The first “level” the pigs had to pass displayed a blue border running along all four sides of a screen located right behind the joystick. The goal was to use the joystick to move a cursor on screen so that it intersected with any of the four walls. The next level displayed a border with only three walls; the pigs were again tasked with hitting one of those three lines. If they hit the empty side of the screen, it would be counted as an error.


The game continued to increase in difficulty, showing just two walls and then one, which were arbitrarily generated on different sides of the screen. This upped the odds that the pigs would log an error by moving the cursor to a borderless part of the screen. Even so, all of the pigs still performed well on the challenging one-wall targets, moving the cursor the right way at a rate above random chance.

Things got dicier in the following levels, when the wall borders became smaller and even began to move around. Though some of the pigs were able to perform well with the shrinking walls, the moving targets proved too much for their snout-joystick coordination.

“You have to move the cursor, not just to hit a very small target, but a moving target,” Croney explained. “That's dexterity. Our pigs never got to that phase.” 


Candace Croney and one of the Yorkshire study pigs, Omelet. Image: Eston Martz / Pennsylvania State University

Given that all of the pigs were found to be far-sighted, and this is a test designed for dexterous animals such as monkeys or rats, it is noteworthy that these porcine players were able to make it as far as they did. 

Just like human gamers, each pig had its own individual aptitude for the tasks; Ivory emerged as the “little star pupil,” Croney said, as he set a record of hitting the one-walled targets 76 percent of the time. In fact, Ebony and Ivory were even able to pick up the game again a year later when they had moved with Croney to another facility, hinting at sophisticated long-term memory. 


“It’s like any kind of learning: you're going to get variation from individual to individual in terms of what they can learn, how quickly they can learn, how well they perform tasks, and how consistently they perform,” she noted. “That was really a fun thing to see. It felt like a classroom. You just had to know something about who you were teaching in order to get the best work out of them.”

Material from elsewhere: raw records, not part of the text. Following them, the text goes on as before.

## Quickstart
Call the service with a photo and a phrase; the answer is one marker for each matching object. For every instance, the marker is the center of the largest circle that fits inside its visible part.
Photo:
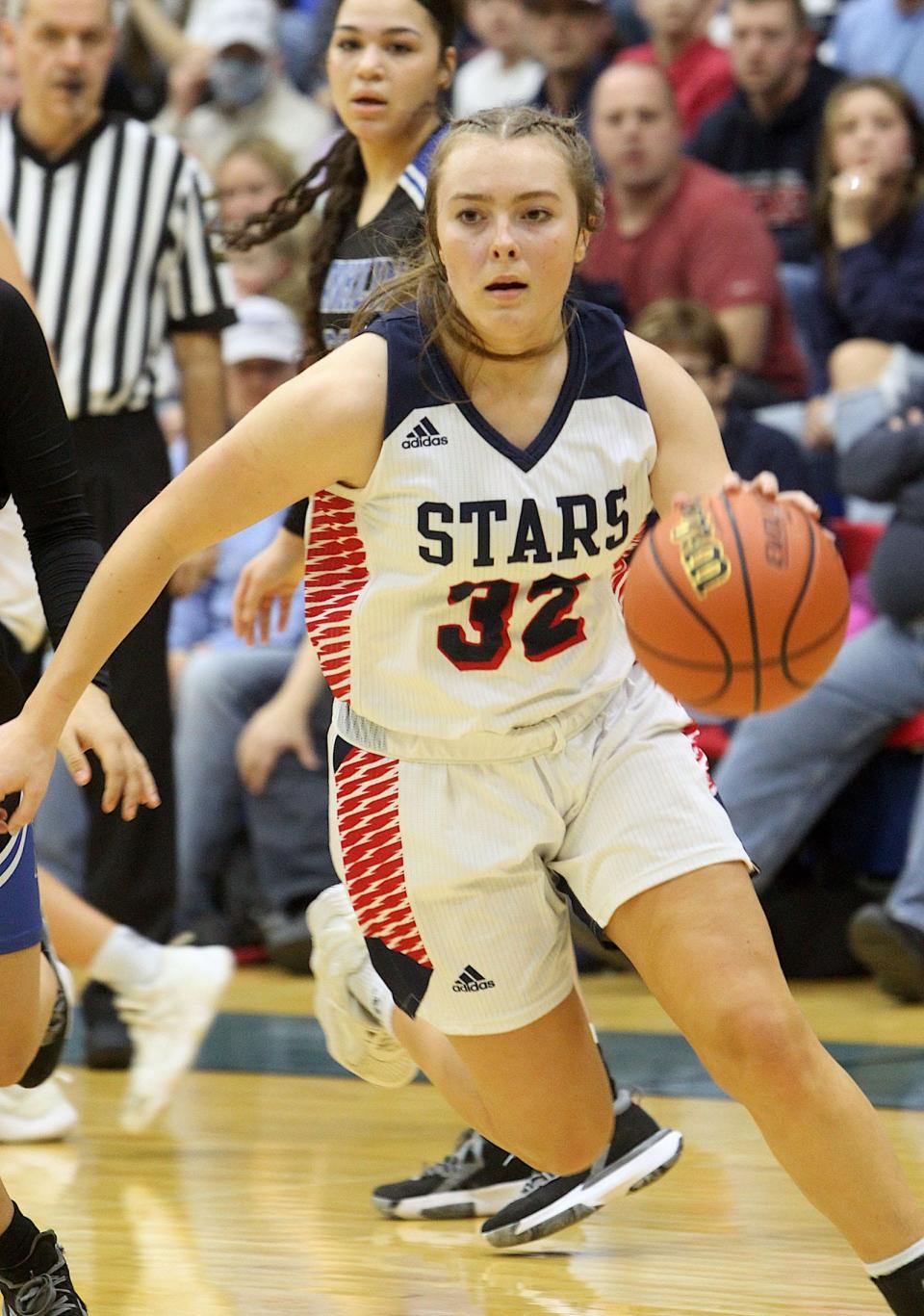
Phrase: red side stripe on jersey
(691, 732)
(623, 565)
(372, 854)
(335, 576)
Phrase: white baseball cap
(265, 330)
(235, 22)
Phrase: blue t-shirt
(877, 37)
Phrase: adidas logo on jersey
(425, 436)
(472, 981)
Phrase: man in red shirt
(676, 228)
(699, 72)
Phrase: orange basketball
(736, 605)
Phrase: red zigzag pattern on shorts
(370, 839)
(336, 573)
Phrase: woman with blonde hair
(866, 337)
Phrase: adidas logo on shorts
(472, 981)
(425, 436)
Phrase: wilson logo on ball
(702, 553)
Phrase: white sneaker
(354, 1039)
(36, 1114)
(167, 1020)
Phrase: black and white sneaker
(41, 1283)
(47, 1057)
(638, 1154)
(475, 1179)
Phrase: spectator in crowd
(251, 174)
(272, 818)
(503, 72)
(10, 78)
(866, 333)
(691, 334)
(882, 37)
(676, 228)
(698, 71)
(249, 179)
(766, 135)
(142, 271)
(574, 41)
(250, 96)
(271, 270)
(783, 769)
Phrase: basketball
(736, 605)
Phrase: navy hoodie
(774, 161)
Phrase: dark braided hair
(340, 176)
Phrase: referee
(110, 224)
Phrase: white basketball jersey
(473, 585)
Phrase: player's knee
(16, 1056)
(569, 1145)
(757, 1043)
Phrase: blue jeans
(286, 827)
(856, 412)
(783, 769)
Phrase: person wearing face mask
(243, 87)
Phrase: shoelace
(41, 1297)
(466, 1149)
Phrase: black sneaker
(638, 1154)
(475, 1179)
(891, 950)
(47, 1057)
(41, 1284)
(107, 1044)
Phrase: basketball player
(390, 66)
(38, 469)
(490, 720)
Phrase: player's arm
(282, 449)
(691, 458)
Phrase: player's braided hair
(424, 282)
(340, 178)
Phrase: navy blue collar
(572, 386)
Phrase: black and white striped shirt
(114, 240)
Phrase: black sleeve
(38, 465)
(884, 462)
(295, 519)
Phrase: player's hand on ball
(767, 486)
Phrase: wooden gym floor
(251, 1195)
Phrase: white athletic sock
(126, 960)
(372, 995)
(877, 1269)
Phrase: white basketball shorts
(457, 870)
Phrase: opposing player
(38, 469)
(494, 742)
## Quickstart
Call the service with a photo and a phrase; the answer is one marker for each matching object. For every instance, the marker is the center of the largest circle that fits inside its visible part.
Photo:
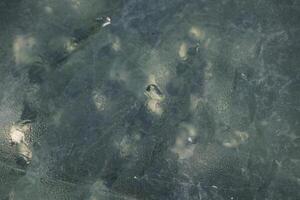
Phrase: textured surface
(170, 100)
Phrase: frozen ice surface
(149, 99)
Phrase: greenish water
(162, 100)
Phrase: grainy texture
(149, 99)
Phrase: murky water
(178, 100)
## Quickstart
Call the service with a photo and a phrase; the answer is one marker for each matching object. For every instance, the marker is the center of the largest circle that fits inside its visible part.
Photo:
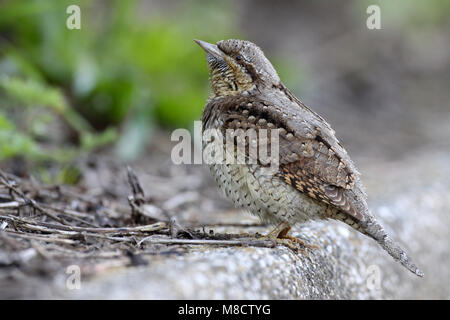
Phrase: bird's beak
(210, 48)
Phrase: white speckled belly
(266, 196)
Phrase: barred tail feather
(374, 230)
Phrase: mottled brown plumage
(316, 179)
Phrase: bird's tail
(371, 228)
(374, 230)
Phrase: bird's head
(237, 66)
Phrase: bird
(315, 178)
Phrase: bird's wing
(311, 158)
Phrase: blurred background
(133, 71)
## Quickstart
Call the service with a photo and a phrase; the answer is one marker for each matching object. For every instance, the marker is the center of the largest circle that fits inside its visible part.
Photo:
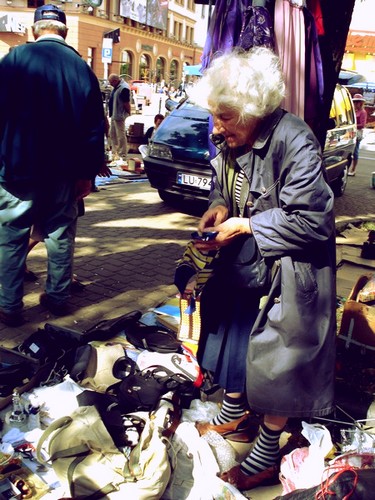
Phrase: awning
(194, 70)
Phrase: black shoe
(30, 276)
(61, 309)
(77, 286)
(11, 319)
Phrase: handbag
(90, 466)
(141, 390)
(93, 365)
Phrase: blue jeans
(54, 210)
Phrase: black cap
(49, 12)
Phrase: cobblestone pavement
(127, 246)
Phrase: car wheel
(339, 185)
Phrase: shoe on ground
(55, 308)
(77, 286)
(11, 319)
(121, 163)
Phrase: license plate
(194, 181)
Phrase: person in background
(143, 148)
(361, 116)
(119, 109)
(51, 146)
(269, 202)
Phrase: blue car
(178, 161)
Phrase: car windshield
(185, 128)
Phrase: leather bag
(240, 265)
(90, 466)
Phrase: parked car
(178, 163)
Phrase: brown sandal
(243, 482)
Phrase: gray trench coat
(291, 353)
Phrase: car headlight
(160, 151)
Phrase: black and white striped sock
(265, 452)
(232, 408)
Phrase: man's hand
(212, 217)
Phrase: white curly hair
(250, 83)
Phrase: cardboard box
(358, 319)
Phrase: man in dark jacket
(51, 146)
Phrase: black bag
(356, 484)
(109, 328)
(240, 265)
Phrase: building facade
(113, 37)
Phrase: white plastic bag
(304, 467)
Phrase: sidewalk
(127, 246)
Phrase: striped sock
(265, 452)
(231, 409)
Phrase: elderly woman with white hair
(269, 203)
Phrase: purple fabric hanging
(257, 29)
(314, 82)
(225, 28)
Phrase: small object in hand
(204, 236)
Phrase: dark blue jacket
(52, 116)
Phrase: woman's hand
(212, 217)
(227, 232)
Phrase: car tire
(339, 185)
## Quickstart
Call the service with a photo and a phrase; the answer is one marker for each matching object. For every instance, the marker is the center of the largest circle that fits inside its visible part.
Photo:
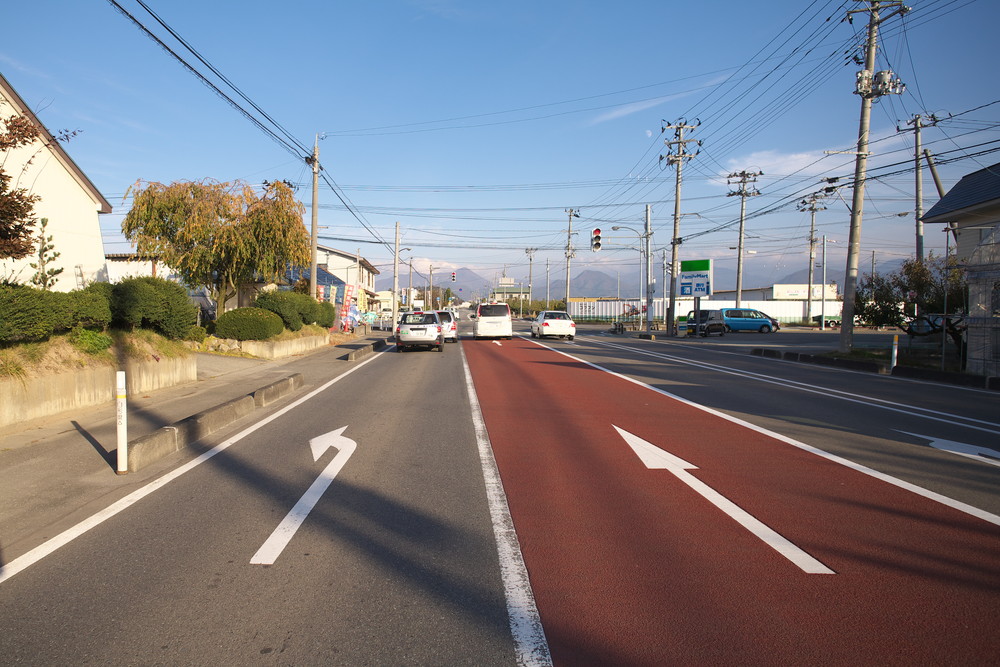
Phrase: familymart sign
(696, 278)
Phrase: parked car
(748, 319)
(449, 325)
(419, 329)
(708, 322)
(492, 320)
(553, 323)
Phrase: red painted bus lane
(632, 565)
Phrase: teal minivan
(747, 319)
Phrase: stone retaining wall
(30, 398)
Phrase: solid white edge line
(46, 548)
(889, 479)
(531, 647)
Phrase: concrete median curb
(364, 351)
(149, 448)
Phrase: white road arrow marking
(282, 535)
(655, 458)
(976, 452)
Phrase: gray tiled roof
(979, 187)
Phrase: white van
(492, 320)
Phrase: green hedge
(25, 314)
(249, 324)
(326, 314)
(153, 303)
(285, 305)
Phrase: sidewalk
(56, 471)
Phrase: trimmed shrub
(326, 314)
(91, 342)
(307, 306)
(153, 303)
(248, 324)
(284, 305)
(25, 314)
(92, 306)
(196, 334)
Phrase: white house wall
(72, 212)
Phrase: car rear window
(419, 318)
(494, 310)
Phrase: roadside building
(69, 200)
(971, 211)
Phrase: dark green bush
(284, 305)
(153, 303)
(91, 342)
(326, 314)
(92, 306)
(196, 334)
(248, 324)
(25, 314)
(307, 306)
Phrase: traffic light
(595, 240)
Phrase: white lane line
(530, 645)
(869, 401)
(889, 479)
(46, 548)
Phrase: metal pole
(569, 249)
(867, 91)
(918, 207)
(649, 269)
(812, 261)
(314, 232)
(122, 409)
(822, 308)
(739, 253)
(395, 281)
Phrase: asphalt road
(674, 502)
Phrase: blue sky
(475, 125)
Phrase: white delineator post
(122, 424)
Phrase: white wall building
(69, 200)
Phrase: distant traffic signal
(595, 240)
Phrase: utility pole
(546, 283)
(811, 204)
(742, 178)
(395, 281)
(650, 283)
(430, 286)
(530, 252)
(918, 208)
(569, 248)
(870, 85)
(314, 228)
(677, 159)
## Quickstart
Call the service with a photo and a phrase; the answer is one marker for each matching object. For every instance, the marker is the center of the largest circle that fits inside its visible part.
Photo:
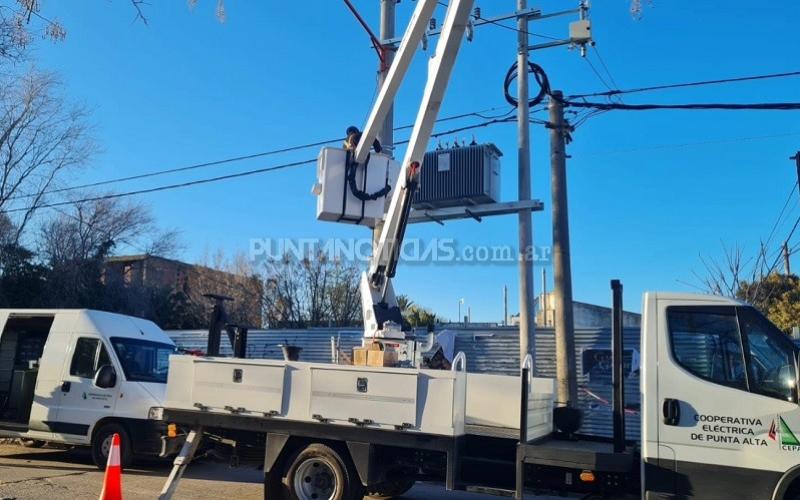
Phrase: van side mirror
(105, 377)
(796, 358)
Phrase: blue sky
(649, 191)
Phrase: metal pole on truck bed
(527, 323)
(617, 375)
(562, 268)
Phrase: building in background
(585, 315)
(184, 286)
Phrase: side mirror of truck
(105, 377)
(796, 358)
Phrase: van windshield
(143, 360)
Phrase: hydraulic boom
(382, 319)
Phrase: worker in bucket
(354, 136)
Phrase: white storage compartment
(335, 199)
(426, 401)
(367, 395)
(217, 384)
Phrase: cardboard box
(373, 355)
(360, 356)
(377, 357)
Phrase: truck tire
(390, 489)
(32, 443)
(320, 473)
(793, 491)
(101, 444)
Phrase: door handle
(672, 411)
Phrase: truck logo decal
(788, 440)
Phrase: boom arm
(379, 306)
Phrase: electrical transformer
(353, 194)
(464, 175)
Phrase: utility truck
(720, 412)
(79, 376)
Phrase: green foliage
(777, 297)
(418, 317)
(22, 280)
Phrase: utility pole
(527, 323)
(386, 136)
(505, 305)
(566, 384)
(543, 305)
(787, 268)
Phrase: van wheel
(101, 445)
(320, 473)
(32, 443)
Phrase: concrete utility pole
(505, 305)
(386, 136)
(566, 384)
(787, 267)
(527, 323)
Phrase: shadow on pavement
(80, 460)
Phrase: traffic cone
(112, 483)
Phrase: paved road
(33, 474)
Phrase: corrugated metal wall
(488, 350)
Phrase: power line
(689, 144)
(170, 186)
(501, 25)
(598, 75)
(773, 106)
(605, 67)
(780, 215)
(232, 176)
(156, 173)
(689, 84)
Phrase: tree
(312, 291)
(41, 139)
(418, 317)
(75, 244)
(777, 296)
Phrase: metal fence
(488, 350)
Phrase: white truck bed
(448, 403)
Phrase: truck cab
(720, 416)
(79, 376)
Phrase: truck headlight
(155, 413)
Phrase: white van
(79, 376)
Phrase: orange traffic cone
(112, 483)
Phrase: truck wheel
(320, 473)
(101, 445)
(793, 492)
(390, 489)
(32, 443)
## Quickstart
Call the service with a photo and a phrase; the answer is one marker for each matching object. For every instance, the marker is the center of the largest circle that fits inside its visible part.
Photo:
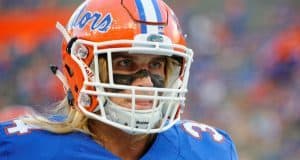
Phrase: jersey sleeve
(205, 142)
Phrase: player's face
(138, 70)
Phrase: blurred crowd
(246, 69)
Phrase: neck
(120, 143)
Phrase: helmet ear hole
(76, 89)
(69, 70)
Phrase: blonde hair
(75, 120)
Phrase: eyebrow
(126, 55)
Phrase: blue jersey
(184, 141)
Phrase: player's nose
(143, 82)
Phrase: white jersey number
(196, 129)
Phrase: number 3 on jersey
(195, 129)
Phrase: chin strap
(142, 118)
(54, 69)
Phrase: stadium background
(245, 77)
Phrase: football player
(125, 72)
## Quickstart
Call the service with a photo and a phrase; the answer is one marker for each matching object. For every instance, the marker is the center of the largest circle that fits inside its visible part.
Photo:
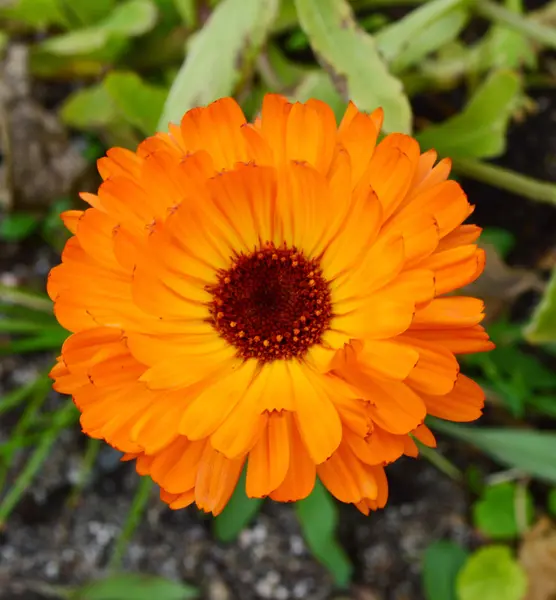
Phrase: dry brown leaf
(500, 284)
(537, 556)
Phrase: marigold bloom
(272, 294)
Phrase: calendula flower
(272, 295)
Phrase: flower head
(275, 295)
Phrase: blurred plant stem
(24, 298)
(134, 516)
(541, 191)
(532, 28)
(439, 461)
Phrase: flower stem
(531, 28)
(541, 191)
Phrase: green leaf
(351, 57)
(318, 517)
(397, 39)
(444, 30)
(17, 226)
(480, 130)
(38, 14)
(494, 514)
(138, 587)
(442, 563)
(219, 55)
(551, 502)
(89, 12)
(89, 108)
(188, 11)
(504, 47)
(502, 240)
(282, 73)
(530, 451)
(545, 404)
(129, 19)
(239, 512)
(139, 102)
(492, 573)
(542, 327)
(317, 84)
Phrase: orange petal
(449, 313)
(300, 478)
(269, 459)
(425, 436)
(321, 436)
(346, 477)
(436, 370)
(216, 479)
(464, 340)
(464, 403)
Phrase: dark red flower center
(271, 304)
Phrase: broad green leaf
(530, 451)
(504, 47)
(89, 12)
(395, 40)
(480, 130)
(281, 72)
(545, 404)
(129, 586)
(495, 513)
(318, 517)
(351, 57)
(442, 563)
(38, 14)
(219, 55)
(317, 84)
(90, 64)
(129, 19)
(239, 512)
(140, 103)
(89, 108)
(491, 573)
(542, 327)
(188, 11)
(439, 33)
(17, 226)
(132, 18)
(502, 240)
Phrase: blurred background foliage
(91, 74)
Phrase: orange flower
(272, 295)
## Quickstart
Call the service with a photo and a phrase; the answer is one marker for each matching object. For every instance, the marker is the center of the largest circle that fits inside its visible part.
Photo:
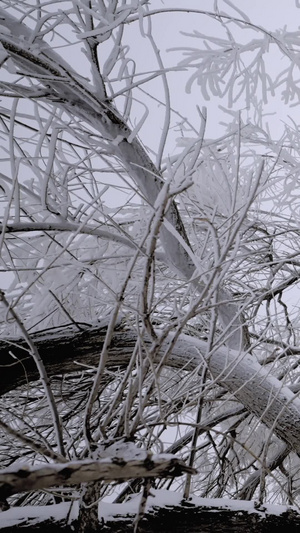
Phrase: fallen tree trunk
(162, 516)
(65, 350)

On that note, the study also offered a window into the social bonds that these animals forge with their trainers and caretakers. Croney served both roles for the pigs in these experiments, and the animals relied on her encouragement to motivate them to complete the games. 

For instance, the pigs were normally rewarded by an automatic treat dispenser when they played the game well, but when the dispenser broke, they “continued to make correct responses when rewarded only with verbal and tactile reinforcement” by Croney, the study said. In other words, kind words and nice pets from their trusted caretaker resulted in better outcomes in the game.

While this reveals a very endearing side to pigs, the downside was that the animals often phoned it in if Croney wasn’t personally there to cheer them on.

“I remember coming in on one occasion when I had walking pneumonia because something needed to happen that day, and the pigs just wouldn't do it,” she said. “And as soon as I walked in, it was like: ‘we'll do it now.’”


“I think everybody who has animals that they have a strong bond with can understand that kind of thing,” Croney added. “To that degree, the pigs are no different from other other animals that we have strong social bonds with.”

Ultimately, the new study adds to the abundant evidence of sophisticated intelligence in pigs, which is scientifically interesting and also has ethical implications for their treatment, management, and care.  

“At the end of the day, I think the take-home message is this: We had no idea pigs were capable of doing even this level of conceptual learning,” Croney said. “If they can do this, what else could they be learning and responding to that I might not, as somebody interacting with them or working with them, be taking into consideration?”

“That forces me to be a little bit more careful, and a little bit more cognizant, of the impact I'm having on another sentient being,” she concluded. “I don't know that we do that enough for those of us who work with animals on a regular basis.”